The ongoing tide of rising commercial rent is taking its toll on Latino supermarkets. With rents and property taxes nearly doubling in recent years, almost half the supermarkets in East Harlem have closed, according to Diana Ayala in Councilmember Melissa Mark Viverito’s office.
The most recent casualty in East Harlem is the Pioneer Super Market on Madison Avenue at 111 Street. Raymond Corona, who operated the Pioneer Market for 17 years at the same location, agreed to settle a long running lawsuit over higher rents with the building’s owner, Urban American Corp, and will close the store for good at the end of the month. In the last few years, Corona has seen his rent go from $8,000 per month to $16,500 per month.
While he plans to relocate the business, he has not as yet found another location. Over half his customers are Latino. “I don’t know what I’m going to do,” says Corona, who has a wife and two children.
State Assemblyman Adam Powell has taken an interest in Corona’s case and is trying to persuade N.Y.C. Housing Authority to make low-cost space available in a nearby project. Powell’s chief of staff Evette Zayas says, “We need to roll up our sleeves and find a way to preserve our community markets.”
Joe DiPlasco, spokesman for Corona’s landlord, claims that the market was $150,000 behind in its rent and had agreed to close as part of the settlement. “We are sensitive to the community’s needs and will try to find another market to take over the space,” says DiPlasco.
Henry Calderon, president of East Harlem Chamber of Commerce, says there are programs that market owners can turn to that will enable them to stay in the community. “We are against commercial rent regulation,” he says. He points out that there are a number of low interest loan programs that will help provide money for the business owners to buy the buildings that they operate in.

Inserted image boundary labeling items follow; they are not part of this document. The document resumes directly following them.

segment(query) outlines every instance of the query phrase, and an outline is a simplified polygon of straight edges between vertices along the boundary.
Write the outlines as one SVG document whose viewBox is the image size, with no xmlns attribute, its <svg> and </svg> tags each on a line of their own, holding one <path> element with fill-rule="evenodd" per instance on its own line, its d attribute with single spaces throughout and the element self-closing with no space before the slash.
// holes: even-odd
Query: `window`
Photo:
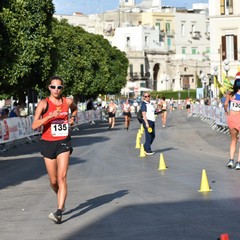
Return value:
<svg viewBox="0 0 240 240">
<path fill-rule="evenodd" d="M 196 31 L 196 26 L 194 23 L 192 23 L 192 34 Z"/>
<path fill-rule="evenodd" d="M 171 38 L 167 38 L 167 45 L 168 45 L 168 49 L 170 49 L 172 45 Z"/>
<path fill-rule="evenodd" d="M 182 54 L 186 54 L 186 48 L 182 48 Z"/>
<path fill-rule="evenodd" d="M 166 23 L 166 32 L 170 33 L 171 29 L 170 29 L 170 23 Z"/>
<path fill-rule="evenodd" d="M 197 48 L 192 48 L 192 54 L 193 55 L 197 54 Z"/>
<path fill-rule="evenodd" d="M 161 24 L 160 24 L 160 22 L 156 22 L 156 28 L 159 30 L 159 31 L 161 31 Z"/>
<path fill-rule="evenodd" d="M 148 36 L 145 36 L 145 47 L 148 46 Z"/>
<path fill-rule="evenodd" d="M 130 46 L 130 37 L 127 37 L 126 41 L 127 41 L 127 46 L 129 47 Z"/>
<path fill-rule="evenodd" d="M 210 29 L 209 29 L 209 23 L 206 23 L 206 34 L 210 33 Z"/>
<path fill-rule="evenodd" d="M 233 14 L 233 0 L 221 0 L 220 13 L 221 15 Z"/>
<path fill-rule="evenodd" d="M 144 77 L 144 65 L 143 64 L 140 65 L 140 73 L 141 73 L 141 77 Z"/>
<path fill-rule="evenodd" d="M 182 37 L 185 37 L 185 31 L 186 31 L 186 29 L 185 29 L 185 23 L 182 23 L 182 24 L 181 24 L 181 36 L 182 36 Z"/>
<path fill-rule="evenodd" d="M 238 46 L 237 36 L 225 35 L 222 36 L 222 60 L 237 60 L 238 59 Z"/>
<path fill-rule="evenodd" d="M 133 65 L 132 64 L 129 65 L 129 75 L 130 75 L 130 77 L 133 77 Z"/>
</svg>

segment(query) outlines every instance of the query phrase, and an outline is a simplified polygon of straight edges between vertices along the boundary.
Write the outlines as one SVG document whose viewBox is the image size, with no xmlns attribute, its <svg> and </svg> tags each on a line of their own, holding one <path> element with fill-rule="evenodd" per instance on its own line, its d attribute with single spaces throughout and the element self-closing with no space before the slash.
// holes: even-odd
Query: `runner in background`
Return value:
<svg viewBox="0 0 240 240">
<path fill-rule="evenodd" d="M 125 119 L 124 122 L 124 129 L 128 130 L 130 126 L 130 120 L 131 120 L 131 105 L 129 104 L 129 100 L 127 99 L 125 103 L 123 103 L 122 106 L 123 116 Z"/>
<path fill-rule="evenodd" d="M 41 100 L 36 108 L 32 129 L 43 126 L 42 150 L 50 185 L 57 195 L 57 211 L 49 214 L 55 223 L 61 223 L 67 198 L 67 170 L 72 153 L 69 125 L 74 124 L 77 106 L 73 99 L 61 96 L 63 81 L 54 76 L 48 89 L 50 96 Z M 69 110 L 71 116 L 69 119 Z"/>
<path fill-rule="evenodd" d="M 226 94 L 224 111 L 226 113 L 229 132 L 231 135 L 230 160 L 226 167 L 235 167 L 236 170 L 240 170 L 240 148 L 238 150 L 238 160 L 234 166 L 234 155 L 240 131 L 240 72 L 236 75 L 236 80 L 233 84 L 233 91 Z"/>
</svg>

Supermarkets like Corona’s have been particularly hard hit because they are larger than bodegas so increases have greater impact. Without the product line that a Pathmark can carry in its 40,000 square feet, independent local ownership of neighborhood markets may be a thing of the past.
In Brooklyn, local Latino merchants in Williamsburg currently rent space from the City of New York in a communal market located on Moore Street. After a long battle to stay, the 14 market owners are being forced out in order to make way for housing.